Paramedics responded to a home Monday operating as a private daycare near Dufferin Street and Highway 407 in Vaughan. Inside they found a child without vital signs who could not be revived.
York Regional Police homicide detectives are investigating, as is standard procedure when a child under the age of five dies, but the daycare has since been cited for health violations.
Police will wait for the results of an autopsy before determining whether charges will be laid. Officials said the body showed no signs of trauma.
Provincial law limits to five the number of children under 10 years old allowed at private daycares who are not related to the operator.

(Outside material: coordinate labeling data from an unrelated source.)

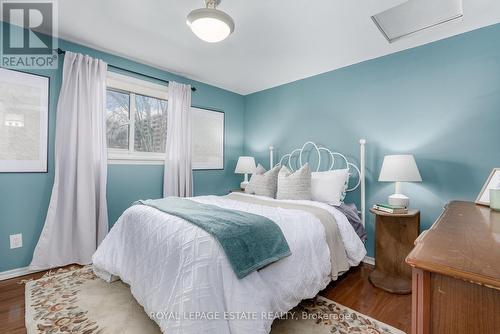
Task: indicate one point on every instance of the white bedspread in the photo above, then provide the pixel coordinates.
(179, 273)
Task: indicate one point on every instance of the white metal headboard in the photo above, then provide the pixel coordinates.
(319, 149)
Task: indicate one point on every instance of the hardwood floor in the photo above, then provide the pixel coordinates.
(355, 291)
(352, 290)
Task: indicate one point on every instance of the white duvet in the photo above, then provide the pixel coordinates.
(182, 278)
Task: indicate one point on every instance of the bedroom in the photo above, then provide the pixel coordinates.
(391, 103)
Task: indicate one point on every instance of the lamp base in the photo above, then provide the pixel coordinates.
(399, 200)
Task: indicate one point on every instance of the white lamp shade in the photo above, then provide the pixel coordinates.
(245, 165)
(399, 168)
(210, 25)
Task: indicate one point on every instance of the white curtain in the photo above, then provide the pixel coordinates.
(178, 174)
(77, 218)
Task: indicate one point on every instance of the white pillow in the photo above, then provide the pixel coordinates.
(263, 183)
(330, 186)
(296, 185)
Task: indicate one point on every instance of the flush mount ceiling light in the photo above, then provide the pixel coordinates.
(210, 24)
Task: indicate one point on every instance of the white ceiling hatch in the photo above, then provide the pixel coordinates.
(274, 41)
(414, 16)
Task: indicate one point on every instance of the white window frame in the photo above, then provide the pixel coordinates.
(133, 86)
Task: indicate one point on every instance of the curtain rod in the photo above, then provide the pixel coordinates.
(60, 52)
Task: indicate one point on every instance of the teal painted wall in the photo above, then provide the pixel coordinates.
(440, 102)
(24, 197)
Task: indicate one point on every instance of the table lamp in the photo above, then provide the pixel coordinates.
(245, 165)
(399, 168)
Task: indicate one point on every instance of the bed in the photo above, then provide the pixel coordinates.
(181, 276)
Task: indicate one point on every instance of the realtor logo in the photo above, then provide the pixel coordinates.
(28, 34)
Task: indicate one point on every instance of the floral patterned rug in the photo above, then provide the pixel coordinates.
(76, 301)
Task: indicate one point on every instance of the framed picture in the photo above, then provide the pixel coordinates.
(493, 182)
(24, 114)
(208, 138)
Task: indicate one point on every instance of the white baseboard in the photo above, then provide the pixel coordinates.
(369, 260)
(17, 273)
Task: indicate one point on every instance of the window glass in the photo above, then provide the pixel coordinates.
(117, 119)
(150, 133)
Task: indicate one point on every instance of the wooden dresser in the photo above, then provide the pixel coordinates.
(456, 272)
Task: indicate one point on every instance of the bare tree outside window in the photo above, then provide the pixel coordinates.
(150, 124)
(117, 119)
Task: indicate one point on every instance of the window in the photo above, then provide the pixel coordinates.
(136, 119)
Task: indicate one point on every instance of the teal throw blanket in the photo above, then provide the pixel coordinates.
(250, 241)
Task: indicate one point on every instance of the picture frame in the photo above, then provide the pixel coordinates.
(24, 127)
(208, 138)
(493, 181)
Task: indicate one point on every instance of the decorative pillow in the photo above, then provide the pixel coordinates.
(295, 185)
(259, 170)
(263, 183)
(330, 186)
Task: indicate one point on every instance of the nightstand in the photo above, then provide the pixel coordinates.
(395, 235)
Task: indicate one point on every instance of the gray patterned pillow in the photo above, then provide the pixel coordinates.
(264, 184)
(295, 185)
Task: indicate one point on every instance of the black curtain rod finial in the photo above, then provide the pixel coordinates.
(61, 52)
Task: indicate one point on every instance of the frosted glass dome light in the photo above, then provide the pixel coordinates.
(210, 24)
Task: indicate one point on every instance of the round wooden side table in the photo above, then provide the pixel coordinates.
(395, 235)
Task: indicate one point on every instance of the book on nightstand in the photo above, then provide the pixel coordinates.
(390, 208)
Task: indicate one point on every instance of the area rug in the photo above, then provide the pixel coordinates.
(76, 301)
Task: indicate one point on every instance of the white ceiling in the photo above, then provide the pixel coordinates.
(275, 41)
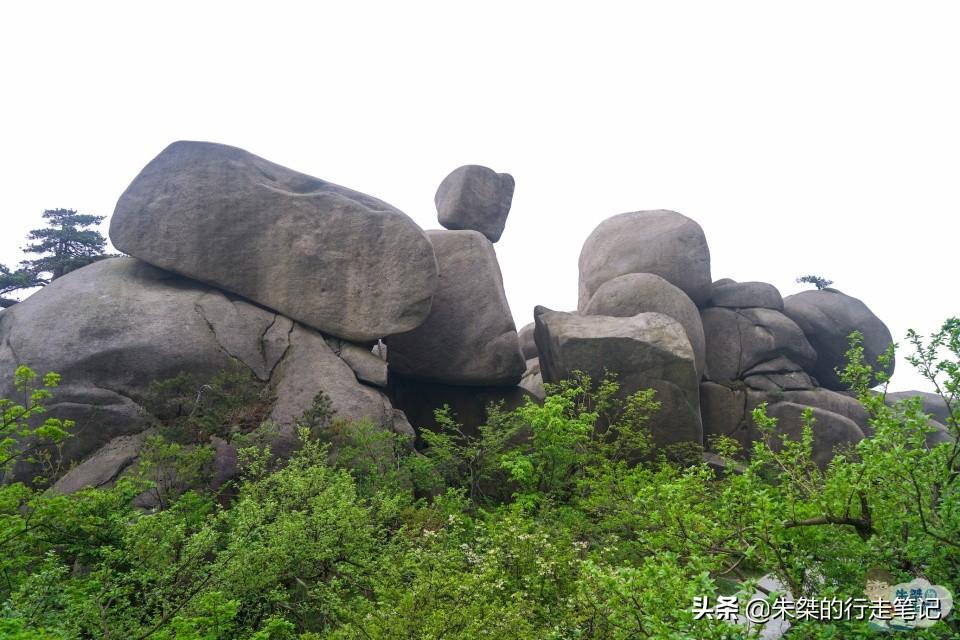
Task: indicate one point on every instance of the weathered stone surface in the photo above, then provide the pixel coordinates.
(528, 345)
(634, 293)
(469, 338)
(113, 327)
(786, 381)
(104, 466)
(419, 399)
(931, 402)
(739, 340)
(741, 295)
(311, 366)
(475, 198)
(646, 351)
(724, 413)
(828, 317)
(665, 243)
(368, 367)
(335, 259)
(830, 430)
(533, 380)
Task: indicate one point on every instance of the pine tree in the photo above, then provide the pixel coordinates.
(64, 245)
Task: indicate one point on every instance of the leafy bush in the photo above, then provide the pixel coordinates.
(553, 521)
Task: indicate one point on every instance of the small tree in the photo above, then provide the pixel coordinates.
(64, 245)
(817, 281)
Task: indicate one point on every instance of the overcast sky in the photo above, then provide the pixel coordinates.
(814, 137)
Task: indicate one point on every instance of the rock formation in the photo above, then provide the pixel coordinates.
(475, 198)
(469, 338)
(310, 287)
(334, 259)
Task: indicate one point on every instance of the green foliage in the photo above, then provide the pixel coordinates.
(25, 436)
(191, 411)
(551, 521)
(64, 245)
(817, 281)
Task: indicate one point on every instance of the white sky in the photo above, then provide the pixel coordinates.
(814, 137)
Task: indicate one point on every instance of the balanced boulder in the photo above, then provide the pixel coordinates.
(475, 198)
(645, 351)
(666, 243)
(739, 295)
(469, 338)
(334, 259)
(634, 293)
(828, 317)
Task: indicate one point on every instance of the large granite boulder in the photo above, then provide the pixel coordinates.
(420, 399)
(634, 293)
(830, 430)
(475, 198)
(739, 341)
(666, 243)
(740, 295)
(646, 351)
(828, 317)
(469, 338)
(527, 344)
(114, 327)
(334, 259)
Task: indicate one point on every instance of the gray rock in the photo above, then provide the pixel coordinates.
(335, 259)
(533, 380)
(475, 198)
(420, 399)
(931, 402)
(368, 367)
(634, 293)
(646, 351)
(469, 338)
(527, 344)
(104, 466)
(724, 413)
(830, 430)
(739, 340)
(828, 317)
(746, 294)
(115, 326)
(665, 243)
(309, 367)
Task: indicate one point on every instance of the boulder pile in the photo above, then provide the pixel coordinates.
(312, 287)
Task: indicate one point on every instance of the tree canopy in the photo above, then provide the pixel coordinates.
(65, 244)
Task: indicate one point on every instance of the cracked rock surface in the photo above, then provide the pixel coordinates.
(113, 327)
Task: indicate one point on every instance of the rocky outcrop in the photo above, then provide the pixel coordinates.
(664, 243)
(828, 317)
(753, 342)
(114, 327)
(740, 295)
(469, 338)
(634, 293)
(334, 259)
(475, 198)
(527, 344)
(645, 351)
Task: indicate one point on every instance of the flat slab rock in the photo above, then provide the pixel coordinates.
(646, 351)
(334, 259)
(114, 327)
(475, 198)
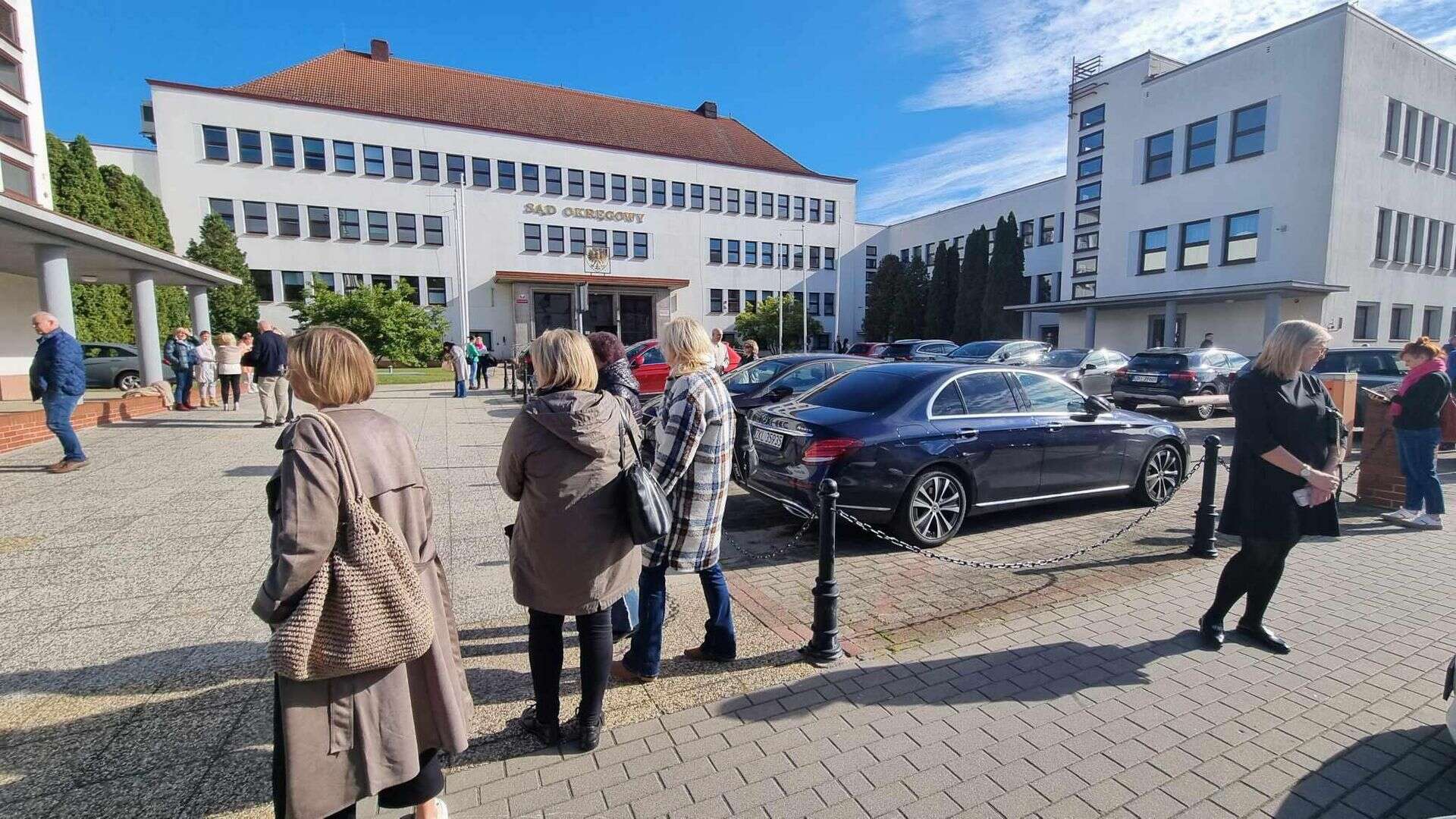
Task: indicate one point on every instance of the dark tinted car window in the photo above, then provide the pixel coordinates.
(986, 394)
(861, 391)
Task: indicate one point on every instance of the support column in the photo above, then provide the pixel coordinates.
(1273, 305)
(145, 316)
(201, 319)
(55, 275)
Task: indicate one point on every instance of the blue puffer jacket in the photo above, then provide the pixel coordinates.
(57, 366)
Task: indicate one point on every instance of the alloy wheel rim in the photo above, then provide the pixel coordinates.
(937, 507)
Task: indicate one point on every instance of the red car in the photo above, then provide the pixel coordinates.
(650, 368)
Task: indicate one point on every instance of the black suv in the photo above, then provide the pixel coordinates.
(1178, 376)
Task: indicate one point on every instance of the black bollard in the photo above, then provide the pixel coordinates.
(1206, 518)
(823, 646)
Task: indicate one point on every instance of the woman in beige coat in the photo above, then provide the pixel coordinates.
(571, 548)
(338, 741)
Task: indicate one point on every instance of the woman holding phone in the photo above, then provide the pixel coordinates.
(1288, 445)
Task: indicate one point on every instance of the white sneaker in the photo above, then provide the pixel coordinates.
(1424, 522)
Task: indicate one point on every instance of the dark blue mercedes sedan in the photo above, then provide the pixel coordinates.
(925, 445)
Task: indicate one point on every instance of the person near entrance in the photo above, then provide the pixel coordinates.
(58, 381)
(692, 464)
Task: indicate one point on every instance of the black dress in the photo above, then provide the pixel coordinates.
(1269, 413)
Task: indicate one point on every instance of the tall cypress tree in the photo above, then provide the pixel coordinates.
(941, 309)
(973, 289)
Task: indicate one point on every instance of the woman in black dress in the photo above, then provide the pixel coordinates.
(1288, 445)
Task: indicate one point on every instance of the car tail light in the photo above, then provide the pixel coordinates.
(824, 450)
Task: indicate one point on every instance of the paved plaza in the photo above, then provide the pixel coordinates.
(133, 681)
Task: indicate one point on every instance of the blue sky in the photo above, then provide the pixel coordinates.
(927, 102)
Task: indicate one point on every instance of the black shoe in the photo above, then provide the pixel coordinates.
(549, 733)
(588, 735)
(1264, 639)
(1212, 632)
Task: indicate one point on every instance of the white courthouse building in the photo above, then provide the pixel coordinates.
(354, 169)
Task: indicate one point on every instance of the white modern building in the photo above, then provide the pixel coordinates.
(498, 199)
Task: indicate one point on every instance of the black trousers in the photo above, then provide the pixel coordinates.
(231, 384)
(1256, 570)
(427, 784)
(545, 648)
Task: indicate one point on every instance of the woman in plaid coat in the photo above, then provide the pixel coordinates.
(692, 464)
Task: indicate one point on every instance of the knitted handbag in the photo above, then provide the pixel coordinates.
(364, 610)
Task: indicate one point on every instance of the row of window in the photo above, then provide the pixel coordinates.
(532, 178)
(1367, 321)
(1413, 240)
(1420, 137)
(427, 289)
(761, 254)
(560, 240)
(820, 303)
(321, 223)
(1241, 243)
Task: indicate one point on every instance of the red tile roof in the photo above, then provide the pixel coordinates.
(417, 91)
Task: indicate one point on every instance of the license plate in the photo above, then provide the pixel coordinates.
(767, 439)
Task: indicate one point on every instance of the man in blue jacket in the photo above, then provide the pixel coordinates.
(58, 381)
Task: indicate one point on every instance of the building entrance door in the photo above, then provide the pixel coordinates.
(637, 318)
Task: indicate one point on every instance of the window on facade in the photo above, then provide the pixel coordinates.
(343, 158)
(215, 142)
(373, 161)
(1158, 164)
(1153, 257)
(281, 149)
(287, 221)
(249, 148)
(405, 229)
(1193, 243)
(255, 218)
(319, 223)
(313, 156)
(1241, 238)
(224, 209)
(1201, 145)
(1248, 131)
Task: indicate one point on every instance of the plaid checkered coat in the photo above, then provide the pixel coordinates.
(692, 464)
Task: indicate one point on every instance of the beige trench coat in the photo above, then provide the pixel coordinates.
(348, 738)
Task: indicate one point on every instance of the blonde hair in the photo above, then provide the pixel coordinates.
(686, 346)
(329, 366)
(564, 360)
(1285, 347)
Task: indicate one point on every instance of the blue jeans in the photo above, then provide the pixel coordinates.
(645, 654)
(625, 614)
(184, 384)
(58, 420)
(1417, 449)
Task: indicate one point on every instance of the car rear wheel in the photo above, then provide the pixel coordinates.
(934, 507)
(1161, 475)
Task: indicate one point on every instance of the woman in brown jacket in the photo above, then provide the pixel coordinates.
(338, 741)
(571, 550)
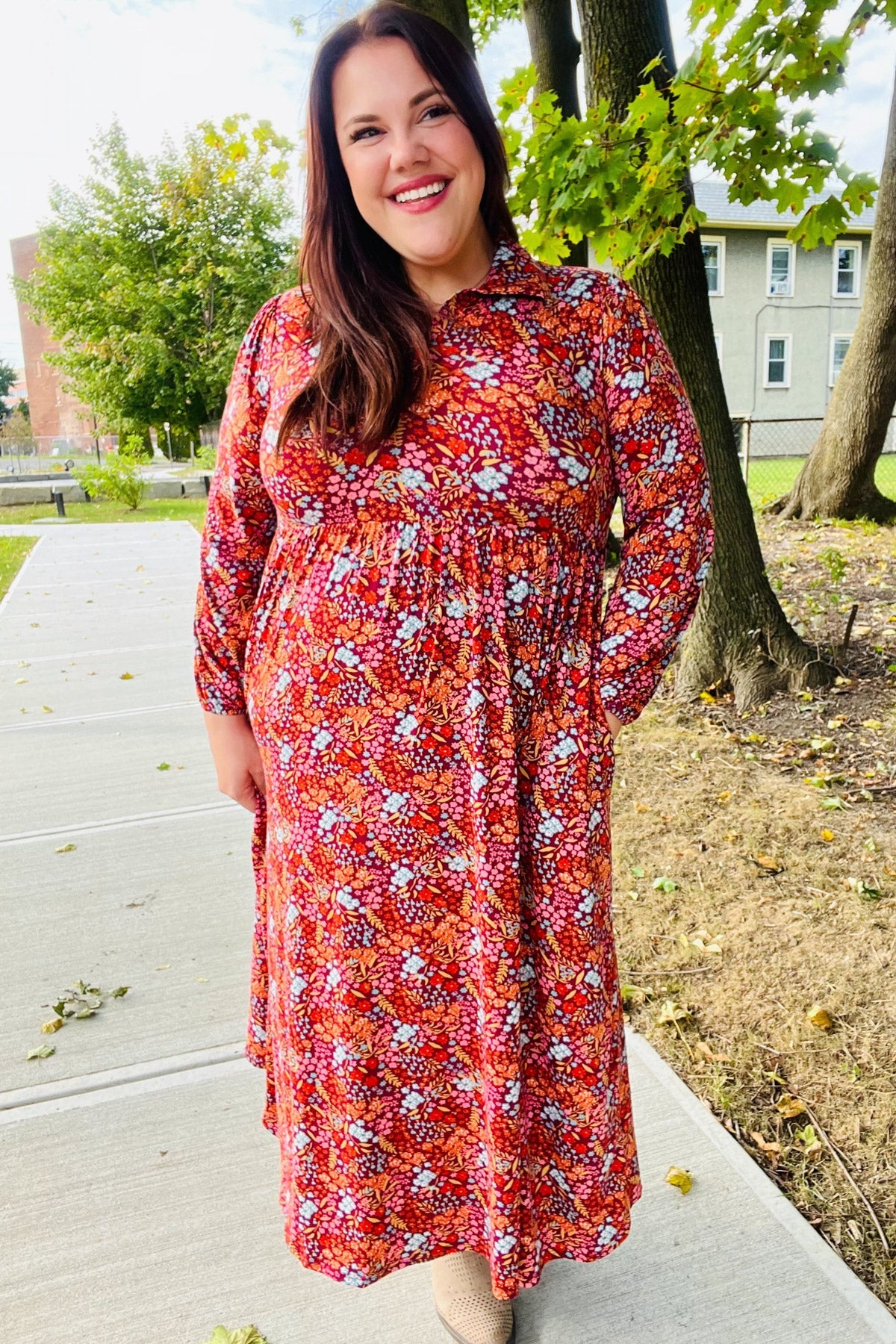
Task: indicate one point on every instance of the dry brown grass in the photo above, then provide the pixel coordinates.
(802, 902)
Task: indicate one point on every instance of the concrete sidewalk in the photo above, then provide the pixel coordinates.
(140, 1187)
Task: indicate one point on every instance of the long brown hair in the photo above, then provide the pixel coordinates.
(373, 329)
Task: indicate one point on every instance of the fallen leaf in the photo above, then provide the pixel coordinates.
(820, 1018)
(680, 1177)
(672, 1012)
(788, 1107)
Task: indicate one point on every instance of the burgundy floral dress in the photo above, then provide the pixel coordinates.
(420, 645)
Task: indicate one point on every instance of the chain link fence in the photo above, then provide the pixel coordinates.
(773, 452)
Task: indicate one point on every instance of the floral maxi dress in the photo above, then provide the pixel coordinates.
(420, 645)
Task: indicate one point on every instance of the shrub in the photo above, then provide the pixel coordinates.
(117, 480)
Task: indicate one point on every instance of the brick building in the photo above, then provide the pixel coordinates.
(54, 414)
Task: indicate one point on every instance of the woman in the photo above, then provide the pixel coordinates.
(405, 673)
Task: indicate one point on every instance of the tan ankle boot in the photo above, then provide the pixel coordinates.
(465, 1303)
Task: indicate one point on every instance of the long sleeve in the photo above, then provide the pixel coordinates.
(238, 531)
(662, 479)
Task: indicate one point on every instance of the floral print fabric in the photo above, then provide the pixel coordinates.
(420, 647)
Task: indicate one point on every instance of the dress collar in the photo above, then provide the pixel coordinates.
(514, 270)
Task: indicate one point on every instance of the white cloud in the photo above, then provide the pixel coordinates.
(164, 65)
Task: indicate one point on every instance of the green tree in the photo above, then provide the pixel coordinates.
(151, 273)
(621, 176)
(7, 378)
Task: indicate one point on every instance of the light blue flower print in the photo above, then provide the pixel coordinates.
(346, 653)
(484, 371)
(403, 1031)
(635, 601)
(633, 381)
(523, 679)
(401, 877)
(574, 470)
(414, 480)
(491, 480)
(585, 376)
(566, 747)
(612, 644)
(550, 826)
(408, 626)
(361, 1132)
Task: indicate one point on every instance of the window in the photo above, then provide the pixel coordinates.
(847, 269)
(780, 276)
(839, 347)
(714, 260)
(777, 361)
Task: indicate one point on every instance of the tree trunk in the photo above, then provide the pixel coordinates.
(555, 52)
(837, 479)
(452, 13)
(739, 638)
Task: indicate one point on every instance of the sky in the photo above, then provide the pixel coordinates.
(160, 66)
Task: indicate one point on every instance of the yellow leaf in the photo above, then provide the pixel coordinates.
(680, 1177)
(820, 1018)
(672, 1012)
(788, 1107)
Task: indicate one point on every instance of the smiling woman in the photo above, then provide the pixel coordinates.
(408, 678)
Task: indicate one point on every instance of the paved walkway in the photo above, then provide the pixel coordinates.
(139, 1182)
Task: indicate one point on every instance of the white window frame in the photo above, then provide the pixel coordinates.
(857, 248)
(791, 267)
(721, 243)
(836, 336)
(768, 339)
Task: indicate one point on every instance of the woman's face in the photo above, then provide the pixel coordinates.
(394, 128)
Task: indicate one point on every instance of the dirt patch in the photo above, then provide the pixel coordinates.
(755, 900)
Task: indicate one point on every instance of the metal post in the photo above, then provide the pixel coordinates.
(744, 433)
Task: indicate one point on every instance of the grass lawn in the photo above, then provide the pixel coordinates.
(773, 476)
(102, 511)
(13, 553)
(755, 882)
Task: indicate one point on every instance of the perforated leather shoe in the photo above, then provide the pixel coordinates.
(465, 1304)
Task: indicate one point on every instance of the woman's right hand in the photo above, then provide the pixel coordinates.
(237, 759)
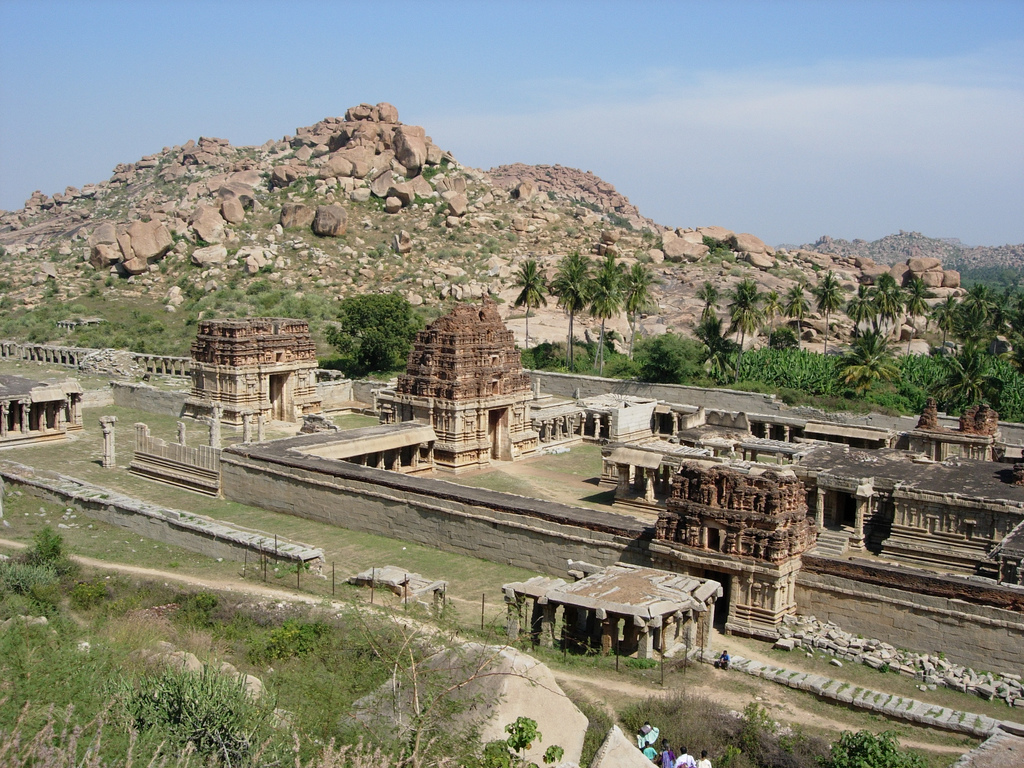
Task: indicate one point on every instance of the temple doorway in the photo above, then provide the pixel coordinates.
(722, 603)
(279, 392)
(498, 434)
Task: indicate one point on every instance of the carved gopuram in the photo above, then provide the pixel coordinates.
(33, 411)
(976, 437)
(745, 527)
(255, 369)
(466, 380)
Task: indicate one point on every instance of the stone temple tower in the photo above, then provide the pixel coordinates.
(465, 379)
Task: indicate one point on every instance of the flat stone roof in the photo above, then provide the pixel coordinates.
(963, 477)
(625, 590)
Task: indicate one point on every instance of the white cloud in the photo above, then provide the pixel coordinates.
(935, 145)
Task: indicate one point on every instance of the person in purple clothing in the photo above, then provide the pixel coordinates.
(668, 756)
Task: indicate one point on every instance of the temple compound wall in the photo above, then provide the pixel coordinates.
(255, 369)
(744, 529)
(465, 379)
(35, 412)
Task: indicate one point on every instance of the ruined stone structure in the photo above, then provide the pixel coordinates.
(626, 609)
(976, 437)
(260, 368)
(466, 380)
(33, 411)
(747, 529)
(947, 515)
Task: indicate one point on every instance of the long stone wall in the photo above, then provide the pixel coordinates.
(190, 531)
(435, 513)
(911, 610)
(565, 385)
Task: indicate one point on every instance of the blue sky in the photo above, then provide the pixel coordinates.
(788, 120)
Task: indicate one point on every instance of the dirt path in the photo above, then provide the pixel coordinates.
(782, 700)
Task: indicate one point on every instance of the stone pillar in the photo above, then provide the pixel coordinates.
(107, 425)
(863, 496)
(513, 620)
(215, 427)
(645, 643)
(609, 626)
(548, 625)
(624, 479)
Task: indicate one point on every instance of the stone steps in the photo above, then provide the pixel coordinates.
(833, 543)
(885, 704)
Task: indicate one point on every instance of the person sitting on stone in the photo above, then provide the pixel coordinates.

Officials found more than that at the Vaughan daycare. York Region's community and health services department confirmed that they know of 29 children so far who were being cared for at the Vaughan daycare. However, that doesn't necessarily mean there were 29 children at the home on Monday.
The Ministry of Education, which deals with unlicensed daycares, is involved in the investigation.
"No this is very unusual," said Dr. Barbara Yaffe of Toronto public heath about the child’s death in Vaughan. "It could be toxic, it could be a metabolic illness, it could even be an allergy, there's all sorts of possible reasons," she said.
Government oversight lacking
Don Giesbrecht, CEO Canadian Child Care Federation, was interviewed about the issue Thursday on CBC Radio’s Metro Morning.
'The majority of child care in this country is being done in unregulated unmonitored environments.'—Don Giesbrecht, CEO of Canadian Child Care Federation
Giesbrecht told host Matt Galloway that while many unlicensed private daycares offer great service and fill a need for working parents, there is little government oversight about how they operate.
"The majority of child care in this country is being done in unregulated unmonitored, unlicensed, environments," he said. "Until somebody says something is wrong, there's no mechanism that's going to stop them. There's no daycare police that are going to shut you down unless there's a formal complaint."
Giesbrecht said the demand for daycare spaces in Canada far outstrips supply. He said there are 900,000 licensed childcare spaces in Canada but there are three million children with parents in the workforce.
While not speaking specifically about the toddler’s death in Vaughan, Giesbrecht said the demand for daycare creates a situation in which daycares aren’t held to a high standard.